What do you think about communications data collection and storage?
Ian Batten
ukcrypto at chiark.greenend.org.uk
Fri, 1 May 2009 15:28:00 +0100
On 01 May 09, at 1316, Roland Perry wrote:
> In article <43E0E6D8-9451-4DD1-B117-97C76376211E@batten.eu.org>, Ian
> Batten <igb@batten.eu.org> writes
>> I suspect that if Jacqui Smith (Jaqueboots to her friends) were to
>> phone up Obama to demand that a US company's communications were
>> intercepted, once the White House operator had figured out she
>> wasn't an Amway saleswoman the response would be taken directly
>> from Arkell vs Pressdram.
>
> Phew! So Echelon doesn't exist after all. And all that fuss about
> overlapping warrants too :)
I certainly don't believe that Echelon exists to the extent that the
tin-foil hatted believe, and even if it I don't believe that a
government would reveal those capabilities against much this side of a
credible nuclear threat.

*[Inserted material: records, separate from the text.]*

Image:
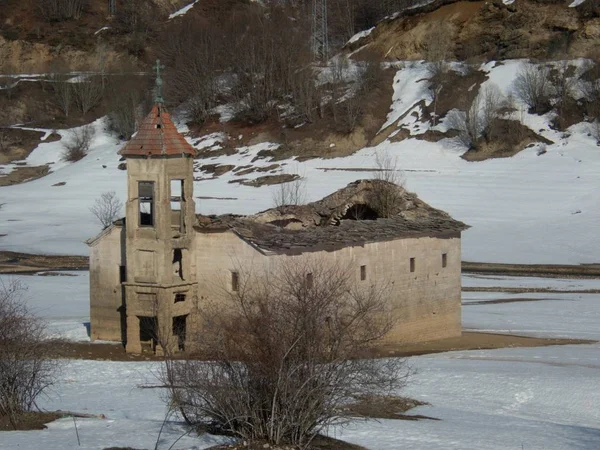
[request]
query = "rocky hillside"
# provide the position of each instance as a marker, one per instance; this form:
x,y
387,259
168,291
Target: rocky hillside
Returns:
x,y
489,30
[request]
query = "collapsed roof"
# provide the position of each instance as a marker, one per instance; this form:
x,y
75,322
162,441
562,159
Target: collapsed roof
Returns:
x,y
362,212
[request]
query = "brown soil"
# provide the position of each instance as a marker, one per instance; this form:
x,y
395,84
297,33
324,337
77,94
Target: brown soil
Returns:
x,y
318,443
23,174
512,137
488,30
378,407
13,262
468,341
30,421
533,270
20,143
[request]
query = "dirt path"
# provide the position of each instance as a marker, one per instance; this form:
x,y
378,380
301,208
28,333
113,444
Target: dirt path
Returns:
x,y
533,270
468,341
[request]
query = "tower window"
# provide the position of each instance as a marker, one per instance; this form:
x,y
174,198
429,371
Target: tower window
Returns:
x,y
235,281
178,263
309,281
176,200
146,203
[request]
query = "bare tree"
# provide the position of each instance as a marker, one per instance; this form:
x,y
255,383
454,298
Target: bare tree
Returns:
x,y
57,10
283,350
478,120
290,193
78,143
438,48
87,93
532,86
26,367
387,192
107,208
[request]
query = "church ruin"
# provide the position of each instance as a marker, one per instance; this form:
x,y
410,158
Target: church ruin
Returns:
x,y
150,271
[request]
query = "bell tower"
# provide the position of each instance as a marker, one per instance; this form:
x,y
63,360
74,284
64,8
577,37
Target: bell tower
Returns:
x,y
160,216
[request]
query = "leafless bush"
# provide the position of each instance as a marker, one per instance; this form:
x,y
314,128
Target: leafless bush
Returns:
x,y
57,10
283,348
107,208
387,194
78,143
290,193
26,370
63,91
87,93
532,86
125,95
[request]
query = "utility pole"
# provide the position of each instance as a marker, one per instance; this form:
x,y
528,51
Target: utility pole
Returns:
x,y
320,39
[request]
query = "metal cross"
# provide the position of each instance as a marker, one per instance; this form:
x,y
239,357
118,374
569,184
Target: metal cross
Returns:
x,y
158,94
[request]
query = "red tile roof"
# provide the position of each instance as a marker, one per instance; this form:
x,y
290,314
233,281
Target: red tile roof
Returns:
x,y
157,136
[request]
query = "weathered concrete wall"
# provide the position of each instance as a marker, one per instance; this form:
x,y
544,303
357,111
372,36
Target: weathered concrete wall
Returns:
x,y
425,302
106,298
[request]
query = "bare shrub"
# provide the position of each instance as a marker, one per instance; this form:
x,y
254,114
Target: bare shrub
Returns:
x,y
58,10
532,86
26,370
283,350
107,208
125,95
78,143
438,47
87,93
387,194
292,193
478,120
63,91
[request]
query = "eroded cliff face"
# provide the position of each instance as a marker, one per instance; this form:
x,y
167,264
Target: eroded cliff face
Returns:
x,y
489,30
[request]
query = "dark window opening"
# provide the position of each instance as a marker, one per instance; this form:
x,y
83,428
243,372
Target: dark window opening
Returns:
x,y
309,281
235,281
360,211
146,203
178,263
179,331
149,331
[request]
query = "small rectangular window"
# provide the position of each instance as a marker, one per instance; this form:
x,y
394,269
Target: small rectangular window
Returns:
x,y
146,203
309,280
235,281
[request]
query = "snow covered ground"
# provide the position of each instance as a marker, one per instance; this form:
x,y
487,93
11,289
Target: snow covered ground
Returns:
x,y
514,398
524,209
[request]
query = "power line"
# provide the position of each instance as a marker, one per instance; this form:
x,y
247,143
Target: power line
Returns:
x,y
320,39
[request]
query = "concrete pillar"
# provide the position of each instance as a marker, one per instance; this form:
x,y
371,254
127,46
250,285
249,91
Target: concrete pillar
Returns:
x,y
133,335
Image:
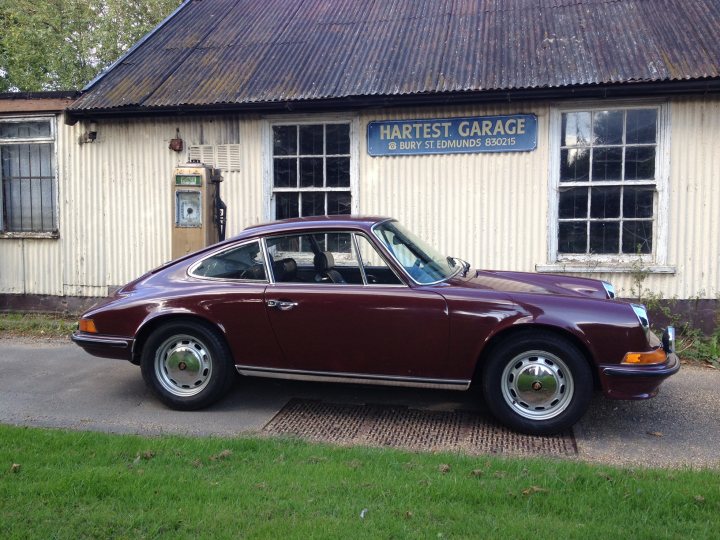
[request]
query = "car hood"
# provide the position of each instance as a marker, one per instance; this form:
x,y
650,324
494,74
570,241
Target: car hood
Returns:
x,y
527,282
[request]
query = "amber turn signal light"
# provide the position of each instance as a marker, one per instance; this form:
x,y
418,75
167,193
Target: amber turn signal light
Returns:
x,y
656,356
87,325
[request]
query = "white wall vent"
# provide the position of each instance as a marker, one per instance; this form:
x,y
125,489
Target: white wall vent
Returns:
x,y
222,156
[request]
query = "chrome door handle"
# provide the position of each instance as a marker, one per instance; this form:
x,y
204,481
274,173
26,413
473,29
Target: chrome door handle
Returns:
x,y
281,304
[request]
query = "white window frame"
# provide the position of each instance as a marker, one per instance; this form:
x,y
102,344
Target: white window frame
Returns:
x,y
656,261
52,119
269,189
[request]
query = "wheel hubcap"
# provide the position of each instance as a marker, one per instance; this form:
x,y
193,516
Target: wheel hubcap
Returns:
x,y
183,365
537,385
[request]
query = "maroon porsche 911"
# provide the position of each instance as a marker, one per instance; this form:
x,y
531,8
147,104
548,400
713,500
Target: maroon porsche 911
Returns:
x,y
364,300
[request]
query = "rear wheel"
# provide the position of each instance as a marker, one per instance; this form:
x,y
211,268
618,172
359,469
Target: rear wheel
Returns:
x,y
187,364
537,383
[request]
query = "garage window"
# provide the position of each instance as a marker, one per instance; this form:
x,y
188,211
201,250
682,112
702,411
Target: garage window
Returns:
x,y
610,182
311,170
28,197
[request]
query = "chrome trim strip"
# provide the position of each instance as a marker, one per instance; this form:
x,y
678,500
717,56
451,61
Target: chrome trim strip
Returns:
x,y
670,367
110,342
357,378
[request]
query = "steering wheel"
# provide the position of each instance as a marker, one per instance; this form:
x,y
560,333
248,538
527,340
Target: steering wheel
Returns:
x,y
416,270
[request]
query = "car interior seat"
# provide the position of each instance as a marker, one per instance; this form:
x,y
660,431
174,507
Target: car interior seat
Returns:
x,y
325,268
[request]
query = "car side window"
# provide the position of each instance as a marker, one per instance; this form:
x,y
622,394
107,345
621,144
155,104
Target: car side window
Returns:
x,y
377,271
320,258
243,262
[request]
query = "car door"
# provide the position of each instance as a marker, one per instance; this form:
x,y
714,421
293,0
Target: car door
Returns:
x,y
370,324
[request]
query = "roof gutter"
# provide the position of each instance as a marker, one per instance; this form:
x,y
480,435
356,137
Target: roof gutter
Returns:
x,y
607,91
132,49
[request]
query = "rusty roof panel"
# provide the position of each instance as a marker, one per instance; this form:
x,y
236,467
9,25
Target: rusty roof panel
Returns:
x,y
235,52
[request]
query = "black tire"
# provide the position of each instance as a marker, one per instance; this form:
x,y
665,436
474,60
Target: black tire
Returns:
x,y
187,365
537,383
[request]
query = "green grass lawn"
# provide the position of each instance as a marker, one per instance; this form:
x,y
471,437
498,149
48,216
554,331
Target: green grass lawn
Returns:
x,y
56,484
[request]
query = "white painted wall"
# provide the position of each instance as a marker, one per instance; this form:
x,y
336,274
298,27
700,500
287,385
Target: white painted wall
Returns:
x,y
491,209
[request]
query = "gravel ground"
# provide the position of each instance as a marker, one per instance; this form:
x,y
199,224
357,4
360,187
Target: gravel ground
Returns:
x,y
51,383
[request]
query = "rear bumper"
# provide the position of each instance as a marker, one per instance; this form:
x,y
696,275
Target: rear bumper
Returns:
x,y
621,381
104,346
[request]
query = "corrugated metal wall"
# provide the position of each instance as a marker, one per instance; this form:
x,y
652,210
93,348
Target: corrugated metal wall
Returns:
x,y
115,200
487,208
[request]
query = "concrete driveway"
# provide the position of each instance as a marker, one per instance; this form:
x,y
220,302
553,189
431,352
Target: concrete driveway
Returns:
x,y
56,384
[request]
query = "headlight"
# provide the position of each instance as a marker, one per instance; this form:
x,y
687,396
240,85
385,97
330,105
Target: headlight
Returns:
x,y
641,312
609,289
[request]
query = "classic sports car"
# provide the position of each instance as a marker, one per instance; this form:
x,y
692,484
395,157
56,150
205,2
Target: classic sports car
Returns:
x,y
363,300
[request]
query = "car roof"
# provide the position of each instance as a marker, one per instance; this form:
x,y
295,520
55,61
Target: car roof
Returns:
x,y
314,222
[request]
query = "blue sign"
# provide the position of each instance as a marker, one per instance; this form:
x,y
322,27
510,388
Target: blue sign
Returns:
x,y
511,133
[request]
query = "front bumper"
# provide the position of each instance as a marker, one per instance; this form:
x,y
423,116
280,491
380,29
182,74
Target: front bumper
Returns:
x,y
636,381
104,346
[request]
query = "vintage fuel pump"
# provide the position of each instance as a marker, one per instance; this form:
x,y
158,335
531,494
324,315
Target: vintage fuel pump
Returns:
x,y
200,214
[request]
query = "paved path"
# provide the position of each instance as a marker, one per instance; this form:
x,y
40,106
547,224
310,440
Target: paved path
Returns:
x,y
55,384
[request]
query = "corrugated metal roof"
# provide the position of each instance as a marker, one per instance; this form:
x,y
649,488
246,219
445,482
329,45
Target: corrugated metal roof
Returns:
x,y
243,52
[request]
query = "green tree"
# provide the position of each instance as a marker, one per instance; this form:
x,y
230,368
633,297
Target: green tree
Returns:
x,y
63,44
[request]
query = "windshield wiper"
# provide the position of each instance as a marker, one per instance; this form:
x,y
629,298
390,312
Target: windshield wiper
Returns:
x,y
465,264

It's the eternal balance for the spooks:
using their capabilities against a threat today risks their losing the
ability to use it against a threat tomorrow.
>>
>> Does the DPA affect Data in Motion, or just Data at Rest?
>
> Data being processed.
Does that include, say, scanning the mail as part of relaying it?
>
>
>> It's impossible, in general, to know if the path between two UK
>> companies passes through an arbitrary other country.
>
> Indeed, and not enough people have applied their minds to the issues
> it raises. (Although DavidH may take some comfort that sundry "bods"
> try to keep data out of the hands of overseas-based CSPs, if perhaps
> not going as far as enquiring where the traffic is routed).